Right now there is a lot of brave talk about how the health care imbroglio will end happily, most of it involving the notion, fanciful or not, that before long Sen. Olympia Snowe of Maine will win some concession, meaningful or not, that may legitimize the Senate bill for others in the Republican caucus.

Don’t expect a groundswell of GOP support. Instead you can wager that the struggle between taking significant steps on health care or merely taking preliminary steps on the matter will form the leitmotif of conversation on Capitol Hill for the next several weeks. No matter what he says publicly, that’s not what Sen. Obama had in mind in all those caucus and primary debates.

Urgency on Afghanistan

The decisions on Afghanistan cannot wait for the plodding pace of Congress. Though the president has warned that it is better to make the right decision than to make a swift decision, there remains real urgency in Central Asia, an urgency underlined by the onetime confidential memorandum prepared for the administration by Gen. Stanley A. McChrystal, the senior U.S. commander in Afghanistan. He is calling for an Iraq-like surge in the region, and as a result the White House has undertaken a new review of its policy in Afghanistan.

Here again there are no good or easy choices. The general and the civilians are attempting to minimize the notion that there are rifts between those in uniform and those in mufti, a word you haven’t heard in years but one that, given its Islamic roots, may be primed for a robust comeback. Adding to the agita is the worry that the Taliban is inching back in a number of Afghan provinces, even collecting taxes and conducting legal trials. So much for the notion that the insurgency was petering out.

The president’s decision on removing missiles in two countries (Poland, Czech Republic) helped smooth the way for a third country (Russia) to help isolate a fourth (Iran). That was a controversial decision, but it provided the diplomatic equivalent of a 6-4-3 double play.
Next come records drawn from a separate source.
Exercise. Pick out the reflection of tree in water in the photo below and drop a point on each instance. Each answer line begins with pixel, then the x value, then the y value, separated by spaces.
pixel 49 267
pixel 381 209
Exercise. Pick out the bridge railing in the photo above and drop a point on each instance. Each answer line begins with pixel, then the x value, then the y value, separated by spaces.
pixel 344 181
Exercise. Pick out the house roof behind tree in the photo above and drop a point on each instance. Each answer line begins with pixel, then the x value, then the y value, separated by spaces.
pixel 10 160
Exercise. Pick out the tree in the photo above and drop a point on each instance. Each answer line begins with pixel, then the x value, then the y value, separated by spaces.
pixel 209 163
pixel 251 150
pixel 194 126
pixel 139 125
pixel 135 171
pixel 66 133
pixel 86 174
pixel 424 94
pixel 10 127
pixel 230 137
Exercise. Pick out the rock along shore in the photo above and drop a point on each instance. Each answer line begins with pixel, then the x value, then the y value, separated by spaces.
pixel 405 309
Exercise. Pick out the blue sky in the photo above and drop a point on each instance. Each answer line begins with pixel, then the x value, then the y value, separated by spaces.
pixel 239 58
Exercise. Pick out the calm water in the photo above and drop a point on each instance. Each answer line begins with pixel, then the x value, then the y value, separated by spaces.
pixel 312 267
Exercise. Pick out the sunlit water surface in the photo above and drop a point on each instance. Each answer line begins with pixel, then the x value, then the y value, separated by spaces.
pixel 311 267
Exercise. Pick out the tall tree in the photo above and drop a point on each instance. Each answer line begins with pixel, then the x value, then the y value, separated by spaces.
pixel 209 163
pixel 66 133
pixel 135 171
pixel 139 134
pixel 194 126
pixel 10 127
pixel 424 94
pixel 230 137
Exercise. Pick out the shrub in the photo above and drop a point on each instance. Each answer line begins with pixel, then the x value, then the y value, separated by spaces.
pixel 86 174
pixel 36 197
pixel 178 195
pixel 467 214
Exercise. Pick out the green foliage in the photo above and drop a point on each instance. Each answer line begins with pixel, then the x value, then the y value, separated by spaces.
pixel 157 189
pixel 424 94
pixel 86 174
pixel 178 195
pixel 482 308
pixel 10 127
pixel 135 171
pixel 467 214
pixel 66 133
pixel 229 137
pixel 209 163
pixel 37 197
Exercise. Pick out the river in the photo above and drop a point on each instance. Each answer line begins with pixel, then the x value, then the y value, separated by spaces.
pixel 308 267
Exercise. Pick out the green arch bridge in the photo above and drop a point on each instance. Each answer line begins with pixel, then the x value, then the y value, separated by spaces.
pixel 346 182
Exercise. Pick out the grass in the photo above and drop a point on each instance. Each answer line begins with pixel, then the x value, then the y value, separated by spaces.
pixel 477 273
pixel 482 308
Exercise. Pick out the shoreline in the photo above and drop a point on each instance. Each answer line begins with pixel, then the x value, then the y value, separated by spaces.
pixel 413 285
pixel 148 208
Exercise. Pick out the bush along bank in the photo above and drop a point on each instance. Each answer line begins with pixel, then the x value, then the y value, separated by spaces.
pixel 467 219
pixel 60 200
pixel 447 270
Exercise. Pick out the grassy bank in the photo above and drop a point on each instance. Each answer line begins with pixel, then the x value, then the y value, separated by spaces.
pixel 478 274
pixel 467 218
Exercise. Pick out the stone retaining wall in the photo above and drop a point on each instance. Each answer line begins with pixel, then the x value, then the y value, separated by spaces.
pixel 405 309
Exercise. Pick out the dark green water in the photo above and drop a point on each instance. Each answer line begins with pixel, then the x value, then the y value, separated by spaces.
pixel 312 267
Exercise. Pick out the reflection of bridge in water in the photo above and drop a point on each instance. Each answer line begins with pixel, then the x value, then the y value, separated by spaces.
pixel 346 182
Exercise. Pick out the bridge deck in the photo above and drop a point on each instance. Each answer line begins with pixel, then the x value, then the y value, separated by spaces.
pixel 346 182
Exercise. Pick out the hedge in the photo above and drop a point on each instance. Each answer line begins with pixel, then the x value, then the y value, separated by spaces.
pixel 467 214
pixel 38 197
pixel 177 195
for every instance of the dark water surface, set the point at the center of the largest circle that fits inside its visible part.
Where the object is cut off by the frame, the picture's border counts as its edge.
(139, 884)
No such move is available in Afghanistan, where the allies (Pakistan, on some days at least, plus Canada and Britain and some others) are jittery and where the prospects (further Taliban advances, possible terrorist bases) are terrible.

Throw in Iraq, which may never be pacified, and it’s enough to make Obama long for the relative tranquility of Pittsburgh, where the Palm Court and the Serpentine Room, the tree ferns and the cycads, combined on his welcoming dinner to form a beguiling sense of serenity. But the party’s over. (Nat King Cole would go further and add: “The candles flicker and dim …”) The work now begins, and on fronts both domestic and international there is only struggle ahead.